IP Carrier: 25 Startup Commandments: Great Stuff
Has some funny stuff and seems to hits the mark pretty well. There is something that I feel is worth elaborating on:
“Your software sucks. So what. Everyone elses does also, and re-architecting is the kiss of death for a startup.”
This is a hard transition to make for students because the structuring of programming projects in school is so linear: you have a strict set of requirements that do not change from the beginning, and they must be implemented in the best way possible.
Real life is not like that. In real life, you start out with an idea and wind up with something completely different. Your product spec will change more times than you can imagine, and you will have to constantly adapt to the demands and requirements of users, partners, employees, VCs, and so on. Learning this early and accepting it is very valuable, because when someone says “we need to change this core component” you will be ok saying “do it however you can” as opposed to “well, I guess we better write up a new DB spec, rebuild our architecture, and create a migration plan to our new setup”. It is true that “re-architecting is the kiss of death for a startup”, especially for web based startups, where one day can mean the difference between being first to market and being out of business. You also need to be able to work with and modify existing code better than writing new code, because you only write new code for a project once, and the rest of your time working on it is spent changing code. This is far more difficult than writing new code, especially if you didn’t write the code you are modifying.

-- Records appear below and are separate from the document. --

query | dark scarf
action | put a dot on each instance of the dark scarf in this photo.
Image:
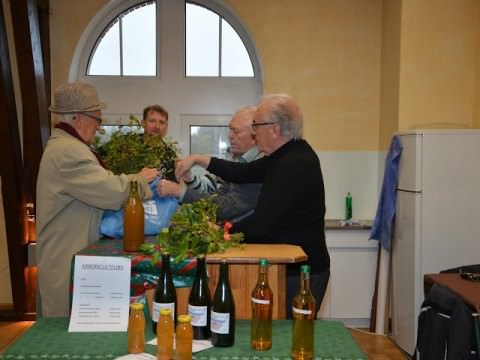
(69, 129)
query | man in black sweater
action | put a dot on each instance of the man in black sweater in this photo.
(291, 205)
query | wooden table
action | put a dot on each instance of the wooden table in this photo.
(49, 339)
(243, 273)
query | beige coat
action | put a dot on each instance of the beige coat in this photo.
(73, 190)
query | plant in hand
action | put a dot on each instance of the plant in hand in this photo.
(193, 231)
(129, 152)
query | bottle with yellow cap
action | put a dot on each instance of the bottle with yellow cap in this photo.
(165, 330)
(136, 329)
(184, 338)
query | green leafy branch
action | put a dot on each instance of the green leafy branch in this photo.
(128, 153)
(193, 231)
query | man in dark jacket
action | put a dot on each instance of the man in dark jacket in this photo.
(291, 205)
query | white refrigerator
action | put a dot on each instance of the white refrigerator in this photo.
(437, 218)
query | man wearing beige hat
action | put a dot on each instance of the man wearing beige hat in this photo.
(73, 190)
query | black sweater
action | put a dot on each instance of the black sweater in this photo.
(291, 206)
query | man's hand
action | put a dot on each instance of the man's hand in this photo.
(149, 173)
(168, 188)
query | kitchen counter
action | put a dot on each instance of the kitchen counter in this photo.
(337, 224)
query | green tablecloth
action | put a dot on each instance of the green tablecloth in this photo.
(49, 339)
(144, 272)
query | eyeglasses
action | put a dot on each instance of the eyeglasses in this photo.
(97, 119)
(255, 125)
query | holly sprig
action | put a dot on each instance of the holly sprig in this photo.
(193, 231)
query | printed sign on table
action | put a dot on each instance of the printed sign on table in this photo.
(101, 294)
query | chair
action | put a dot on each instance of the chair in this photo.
(445, 327)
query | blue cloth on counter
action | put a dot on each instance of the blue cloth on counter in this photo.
(382, 225)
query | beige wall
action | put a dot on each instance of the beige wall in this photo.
(389, 101)
(324, 53)
(361, 69)
(327, 55)
(68, 20)
(438, 63)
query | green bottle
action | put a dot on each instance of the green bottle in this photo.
(200, 302)
(262, 308)
(303, 324)
(165, 293)
(222, 320)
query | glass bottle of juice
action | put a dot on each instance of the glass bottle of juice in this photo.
(184, 338)
(165, 330)
(136, 329)
(303, 311)
(222, 319)
(262, 308)
(133, 220)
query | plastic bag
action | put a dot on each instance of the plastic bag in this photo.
(158, 212)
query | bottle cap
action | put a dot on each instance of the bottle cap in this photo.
(184, 318)
(136, 306)
(305, 268)
(165, 311)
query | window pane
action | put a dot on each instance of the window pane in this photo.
(202, 41)
(106, 59)
(207, 139)
(235, 59)
(139, 45)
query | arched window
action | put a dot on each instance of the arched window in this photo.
(212, 45)
(139, 53)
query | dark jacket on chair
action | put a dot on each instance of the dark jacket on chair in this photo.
(445, 327)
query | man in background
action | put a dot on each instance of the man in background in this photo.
(155, 120)
(235, 201)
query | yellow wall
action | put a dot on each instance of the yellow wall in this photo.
(68, 20)
(327, 55)
(389, 91)
(438, 63)
(324, 53)
(360, 69)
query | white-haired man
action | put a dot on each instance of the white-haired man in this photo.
(291, 205)
(235, 201)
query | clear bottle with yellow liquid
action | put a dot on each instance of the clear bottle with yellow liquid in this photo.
(303, 324)
(133, 220)
(136, 329)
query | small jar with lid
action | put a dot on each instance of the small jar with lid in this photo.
(136, 329)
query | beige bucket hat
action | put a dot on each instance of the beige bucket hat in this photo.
(76, 97)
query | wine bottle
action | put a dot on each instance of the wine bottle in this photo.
(133, 220)
(183, 338)
(262, 308)
(165, 335)
(222, 322)
(136, 329)
(303, 311)
(165, 294)
(200, 302)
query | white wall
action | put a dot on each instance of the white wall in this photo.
(357, 172)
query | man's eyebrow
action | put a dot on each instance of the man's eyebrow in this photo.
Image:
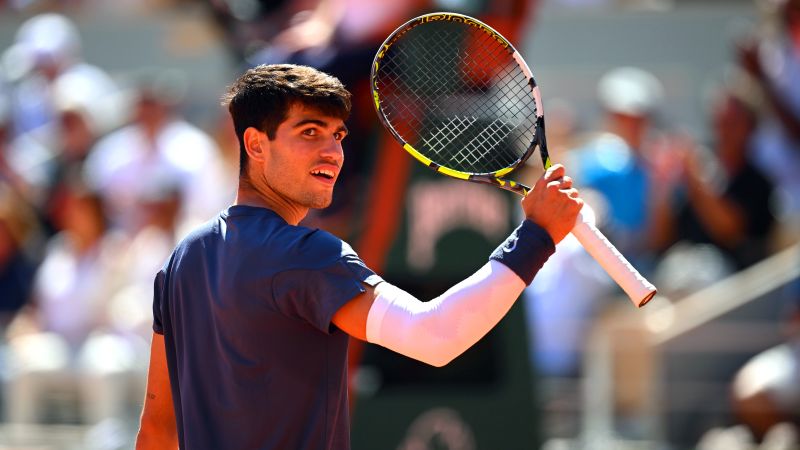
(319, 123)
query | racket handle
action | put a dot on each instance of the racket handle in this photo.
(639, 290)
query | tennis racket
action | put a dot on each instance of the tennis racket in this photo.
(460, 99)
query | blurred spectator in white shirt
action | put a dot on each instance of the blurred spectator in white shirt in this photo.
(159, 147)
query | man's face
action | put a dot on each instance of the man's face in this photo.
(305, 158)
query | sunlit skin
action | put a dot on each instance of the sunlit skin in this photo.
(298, 169)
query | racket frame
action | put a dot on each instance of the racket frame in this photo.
(496, 178)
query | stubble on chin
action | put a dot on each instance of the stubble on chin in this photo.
(319, 201)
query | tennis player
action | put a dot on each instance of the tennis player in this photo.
(252, 312)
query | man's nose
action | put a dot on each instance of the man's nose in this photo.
(333, 150)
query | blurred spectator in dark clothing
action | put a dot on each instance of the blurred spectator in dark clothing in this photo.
(47, 51)
(772, 59)
(727, 207)
(766, 390)
(18, 227)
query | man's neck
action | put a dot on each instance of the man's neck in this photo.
(250, 195)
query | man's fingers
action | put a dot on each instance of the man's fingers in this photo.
(554, 172)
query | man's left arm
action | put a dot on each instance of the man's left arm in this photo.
(158, 429)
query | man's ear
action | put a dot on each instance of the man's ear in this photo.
(256, 144)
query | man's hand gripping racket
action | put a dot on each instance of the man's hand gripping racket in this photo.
(461, 100)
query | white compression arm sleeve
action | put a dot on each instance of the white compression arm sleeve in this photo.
(437, 331)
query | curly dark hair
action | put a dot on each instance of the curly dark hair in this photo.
(261, 98)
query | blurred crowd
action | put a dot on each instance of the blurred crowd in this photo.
(98, 178)
(100, 175)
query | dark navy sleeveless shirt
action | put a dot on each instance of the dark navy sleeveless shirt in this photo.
(245, 305)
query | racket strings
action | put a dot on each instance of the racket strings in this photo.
(466, 106)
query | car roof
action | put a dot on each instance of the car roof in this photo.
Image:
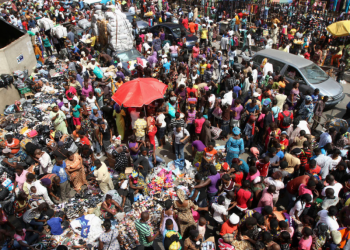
(290, 59)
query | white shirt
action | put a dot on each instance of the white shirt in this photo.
(149, 37)
(218, 211)
(42, 191)
(328, 220)
(267, 68)
(336, 187)
(249, 38)
(297, 207)
(161, 119)
(45, 164)
(278, 184)
(325, 162)
(324, 139)
(303, 125)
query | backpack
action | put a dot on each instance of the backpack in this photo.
(287, 120)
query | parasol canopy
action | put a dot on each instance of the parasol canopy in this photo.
(139, 92)
(341, 28)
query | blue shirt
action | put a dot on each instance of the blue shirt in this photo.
(61, 172)
(55, 225)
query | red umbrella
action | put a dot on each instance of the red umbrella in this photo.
(139, 92)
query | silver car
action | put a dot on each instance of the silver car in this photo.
(308, 74)
(141, 25)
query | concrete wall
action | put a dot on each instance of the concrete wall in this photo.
(8, 96)
(9, 54)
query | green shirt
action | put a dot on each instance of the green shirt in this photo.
(144, 231)
(76, 112)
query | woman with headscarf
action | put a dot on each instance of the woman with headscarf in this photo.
(205, 136)
(184, 213)
(59, 120)
(168, 214)
(152, 59)
(306, 110)
(137, 184)
(38, 54)
(234, 146)
(75, 170)
(15, 148)
(341, 138)
(119, 115)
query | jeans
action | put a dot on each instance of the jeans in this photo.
(150, 161)
(179, 151)
(30, 239)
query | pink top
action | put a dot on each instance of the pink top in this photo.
(173, 49)
(195, 52)
(21, 179)
(199, 124)
(86, 92)
(305, 244)
(20, 237)
(252, 177)
(266, 199)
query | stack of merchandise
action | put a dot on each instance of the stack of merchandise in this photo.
(45, 23)
(59, 31)
(130, 237)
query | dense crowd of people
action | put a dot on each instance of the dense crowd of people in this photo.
(292, 192)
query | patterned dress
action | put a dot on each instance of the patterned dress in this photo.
(76, 172)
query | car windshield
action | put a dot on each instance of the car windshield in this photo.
(314, 74)
(129, 55)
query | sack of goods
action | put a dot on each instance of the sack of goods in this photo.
(84, 24)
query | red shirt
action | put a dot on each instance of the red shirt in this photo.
(263, 168)
(242, 197)
(281, 117)
(85, 141)
(185, 23)
(284, 143)
(239, 178)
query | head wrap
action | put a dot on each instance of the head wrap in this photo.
(46, 182)
(236, 131)
(134, 174)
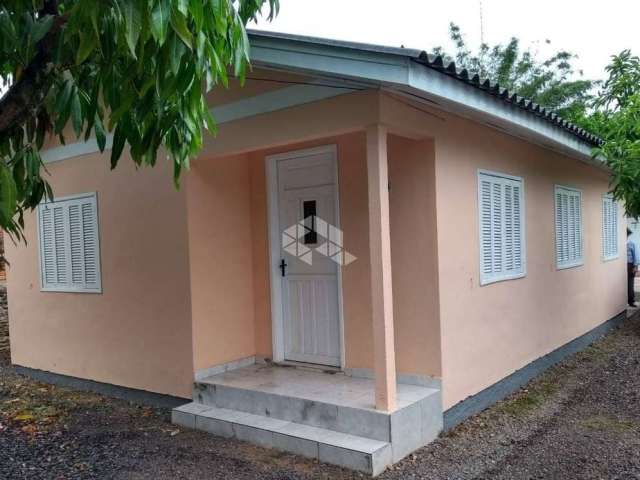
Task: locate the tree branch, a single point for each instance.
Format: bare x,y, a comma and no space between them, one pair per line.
25,97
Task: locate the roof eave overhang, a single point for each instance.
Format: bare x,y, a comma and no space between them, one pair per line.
397,69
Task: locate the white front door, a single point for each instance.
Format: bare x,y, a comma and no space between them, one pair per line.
307,191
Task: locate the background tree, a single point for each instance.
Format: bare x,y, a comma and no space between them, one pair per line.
137,68
615,117
552,82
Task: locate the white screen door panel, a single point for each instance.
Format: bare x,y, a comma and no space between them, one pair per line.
310,303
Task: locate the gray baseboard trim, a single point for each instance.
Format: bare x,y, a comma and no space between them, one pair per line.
496,392
143,397
224,367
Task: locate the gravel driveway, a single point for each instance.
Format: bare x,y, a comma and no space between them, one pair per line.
579,420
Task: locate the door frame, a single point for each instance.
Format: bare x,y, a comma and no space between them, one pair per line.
273,223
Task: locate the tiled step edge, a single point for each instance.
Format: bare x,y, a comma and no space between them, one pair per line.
350,451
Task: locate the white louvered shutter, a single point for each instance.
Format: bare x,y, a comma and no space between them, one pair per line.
501,224
69,245
568,215
609,228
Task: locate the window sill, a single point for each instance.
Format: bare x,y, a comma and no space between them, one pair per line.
69,290
488,281
570,265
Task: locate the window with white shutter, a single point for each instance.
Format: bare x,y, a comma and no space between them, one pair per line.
609,228
568,205
501,223
69,244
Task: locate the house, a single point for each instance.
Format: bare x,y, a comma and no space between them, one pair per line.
375,246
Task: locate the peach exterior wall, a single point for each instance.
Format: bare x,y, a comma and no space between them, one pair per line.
489,332
220,258
137,333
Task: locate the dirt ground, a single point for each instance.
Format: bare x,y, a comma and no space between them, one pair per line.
580,420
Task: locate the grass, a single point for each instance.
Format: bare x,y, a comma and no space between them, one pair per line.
526,401
34,406
608,424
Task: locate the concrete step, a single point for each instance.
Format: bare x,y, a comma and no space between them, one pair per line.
346,450
338,416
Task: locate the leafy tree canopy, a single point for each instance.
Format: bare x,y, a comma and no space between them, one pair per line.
552,82
136,68
616,118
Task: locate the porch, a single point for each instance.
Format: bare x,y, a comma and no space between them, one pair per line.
330,417
322,254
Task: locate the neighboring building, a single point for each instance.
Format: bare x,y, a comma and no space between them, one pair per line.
476,237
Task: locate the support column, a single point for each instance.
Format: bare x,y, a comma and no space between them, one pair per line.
380,257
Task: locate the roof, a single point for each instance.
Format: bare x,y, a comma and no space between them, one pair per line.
433,63
437,63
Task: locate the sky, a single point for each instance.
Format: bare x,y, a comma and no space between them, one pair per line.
594,30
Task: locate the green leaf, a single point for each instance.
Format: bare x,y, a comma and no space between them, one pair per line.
179,25
196,9
88,43
101,136
40,28
76,113
8,195
160,20
119,139
133,23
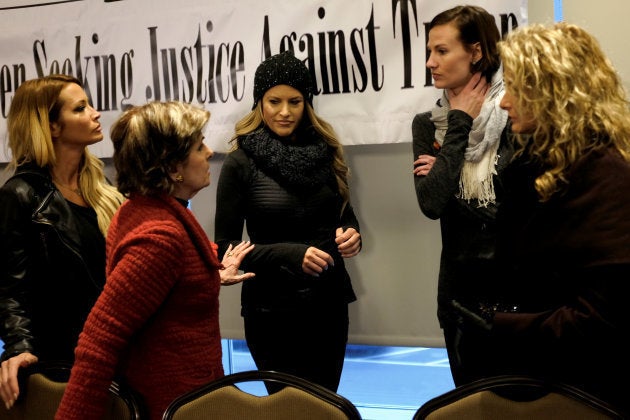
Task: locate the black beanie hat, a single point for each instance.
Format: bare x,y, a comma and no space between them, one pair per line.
282,69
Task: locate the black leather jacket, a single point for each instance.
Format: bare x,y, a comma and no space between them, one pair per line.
46,285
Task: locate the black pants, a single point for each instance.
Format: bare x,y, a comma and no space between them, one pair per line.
307,342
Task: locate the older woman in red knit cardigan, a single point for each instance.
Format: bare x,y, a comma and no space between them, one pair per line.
156,324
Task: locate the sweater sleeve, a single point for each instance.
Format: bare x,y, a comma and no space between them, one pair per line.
440,185
140,276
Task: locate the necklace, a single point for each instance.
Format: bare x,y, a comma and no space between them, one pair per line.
77,191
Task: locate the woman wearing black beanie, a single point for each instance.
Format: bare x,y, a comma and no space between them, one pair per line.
287,179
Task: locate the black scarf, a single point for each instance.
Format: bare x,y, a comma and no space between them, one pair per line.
304,164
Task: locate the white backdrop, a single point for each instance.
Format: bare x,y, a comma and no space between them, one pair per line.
367,57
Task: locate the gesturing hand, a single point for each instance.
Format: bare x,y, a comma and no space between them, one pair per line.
348,242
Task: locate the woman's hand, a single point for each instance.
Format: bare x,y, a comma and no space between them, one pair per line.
9,389
423,164
316,261
231,263
471,97
348,242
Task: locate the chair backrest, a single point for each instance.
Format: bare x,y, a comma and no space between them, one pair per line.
299,399
516,398
43,385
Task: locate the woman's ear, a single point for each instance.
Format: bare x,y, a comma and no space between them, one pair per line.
55,130
477,54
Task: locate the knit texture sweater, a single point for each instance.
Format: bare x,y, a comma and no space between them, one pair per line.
156,324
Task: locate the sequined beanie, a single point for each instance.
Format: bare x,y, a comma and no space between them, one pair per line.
282,69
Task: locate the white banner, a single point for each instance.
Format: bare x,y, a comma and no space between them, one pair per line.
367,57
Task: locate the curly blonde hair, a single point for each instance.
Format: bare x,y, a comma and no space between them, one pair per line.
560,76
253,120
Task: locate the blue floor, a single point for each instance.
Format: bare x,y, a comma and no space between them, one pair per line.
385,383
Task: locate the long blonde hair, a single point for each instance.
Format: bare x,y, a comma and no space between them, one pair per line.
35,105
253,120
559,75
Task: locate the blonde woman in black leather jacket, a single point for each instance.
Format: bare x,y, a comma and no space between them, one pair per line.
56,209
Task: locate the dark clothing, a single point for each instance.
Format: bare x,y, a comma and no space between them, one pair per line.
467,264
287,193
52,262
569,264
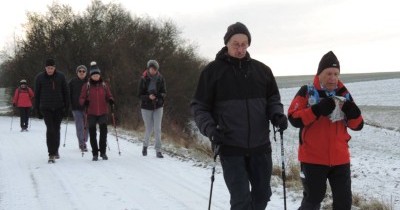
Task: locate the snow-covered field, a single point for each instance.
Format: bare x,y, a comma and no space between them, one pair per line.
131,181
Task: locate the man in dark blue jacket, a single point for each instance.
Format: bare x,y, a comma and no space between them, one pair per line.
51,104
236,97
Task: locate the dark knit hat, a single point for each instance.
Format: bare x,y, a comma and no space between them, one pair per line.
153,63
328,60
50,62
236,28
93,68
81,67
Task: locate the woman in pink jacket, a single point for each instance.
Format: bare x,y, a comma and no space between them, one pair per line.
22,99
96,96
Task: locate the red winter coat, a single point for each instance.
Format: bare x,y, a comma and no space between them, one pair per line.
23,97
321,141
98,96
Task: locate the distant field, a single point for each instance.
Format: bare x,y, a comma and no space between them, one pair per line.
297,81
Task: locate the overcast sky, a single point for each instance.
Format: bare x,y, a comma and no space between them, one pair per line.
290,36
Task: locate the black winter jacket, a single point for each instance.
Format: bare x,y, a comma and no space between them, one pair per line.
51,92
160,93
75,87
240,96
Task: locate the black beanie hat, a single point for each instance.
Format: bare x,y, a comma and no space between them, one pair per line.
328,60
50,62
236,28
93,68
153,63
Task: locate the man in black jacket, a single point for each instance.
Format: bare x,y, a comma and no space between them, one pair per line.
236,97
51,103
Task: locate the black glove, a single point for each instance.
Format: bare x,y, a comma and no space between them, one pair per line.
39,114
351,110
217,136
66,112
280,120
324,107
111,102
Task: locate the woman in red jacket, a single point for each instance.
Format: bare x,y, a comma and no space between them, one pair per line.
96,96
22,99
323,111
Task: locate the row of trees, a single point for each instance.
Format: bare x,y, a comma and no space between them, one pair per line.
121,45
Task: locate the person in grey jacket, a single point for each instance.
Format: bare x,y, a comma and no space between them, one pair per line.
78,111
51,104
235,99
152,92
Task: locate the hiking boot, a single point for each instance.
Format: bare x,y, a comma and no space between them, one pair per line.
52,159
104,156
144,151
159,155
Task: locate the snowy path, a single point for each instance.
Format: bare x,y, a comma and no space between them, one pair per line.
124,182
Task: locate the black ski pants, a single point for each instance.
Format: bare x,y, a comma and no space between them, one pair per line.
53,119
314,178
102,121
24,116
248,180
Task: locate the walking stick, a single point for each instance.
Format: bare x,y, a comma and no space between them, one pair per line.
283,166
84,130
65,135
216,153
12,118
115,128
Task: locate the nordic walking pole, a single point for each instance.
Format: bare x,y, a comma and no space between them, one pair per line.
12,118
84,130
216,153
115,128
283,166
65,135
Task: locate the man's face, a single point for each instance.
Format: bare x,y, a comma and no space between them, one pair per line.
152,71
237,46
81,73
50,70
95,77
329,78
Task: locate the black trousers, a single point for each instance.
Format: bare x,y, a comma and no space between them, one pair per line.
24,116
53,119
102,121
314,178
248,180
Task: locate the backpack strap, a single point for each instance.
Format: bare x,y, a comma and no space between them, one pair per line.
313,95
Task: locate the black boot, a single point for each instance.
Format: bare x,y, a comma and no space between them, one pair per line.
95,158
159,155
144,151
104,156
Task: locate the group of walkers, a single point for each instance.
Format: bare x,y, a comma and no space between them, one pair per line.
235,100
90,100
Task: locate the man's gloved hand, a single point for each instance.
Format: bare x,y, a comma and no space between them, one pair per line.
217,136
280,120
351,110
39,114
324,107
66,112
111,102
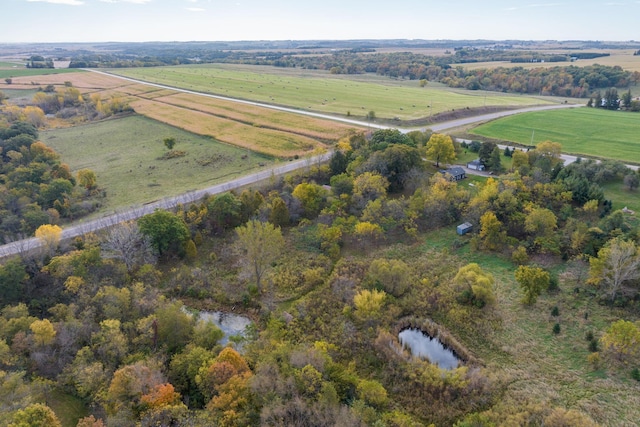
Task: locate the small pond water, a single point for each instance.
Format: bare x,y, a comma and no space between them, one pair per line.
426,347
231,324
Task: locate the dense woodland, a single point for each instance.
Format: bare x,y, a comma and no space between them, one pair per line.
103,317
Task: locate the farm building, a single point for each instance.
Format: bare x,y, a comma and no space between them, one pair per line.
454,173
475,165
464,228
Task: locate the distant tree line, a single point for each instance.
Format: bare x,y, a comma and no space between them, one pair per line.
558,81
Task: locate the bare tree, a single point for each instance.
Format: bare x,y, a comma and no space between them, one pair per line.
616,264
124,241
262,244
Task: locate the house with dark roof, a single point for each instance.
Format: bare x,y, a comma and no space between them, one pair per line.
454,173
475,165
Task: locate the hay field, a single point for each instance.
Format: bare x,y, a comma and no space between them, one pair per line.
127,156
582,131
266,141
273,133
82,80
621,57
323,92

If I had complete liberty to create a truly useful course for a university, it would be a software engineer simulator. I would give students a program that was moderately well written, and every few days throw a new curve ball at them. The DB they’ve never had to touch will crash, one of their partners who they have integrated into the site will go out of business, they will have to upgrade all of their deprecated code to comply with some new standard, they will be asked by a major client to find a way to generate 2,000,000 images of charts in under two hours, etc, etc. I would spare them has-to-be-done-now deadlines and blackberries that ring at 3am, but it would still be one hell of a course. And the ones who finish it and say “well that was fun”, those are the ones truly ready for the world of software development, whether or not in the form of a startup. The rest will have to sit down with a bunch of lawyers, who will then inform them, in extremely monotonous voices, of every little thing they’ve done in the last few months that could result in a massive lawsuit.
Note: Every one of these stories is based off of something that happened in my department in the last month, many of which landed on my plate. I’ve come to expect it, and it sure was fun.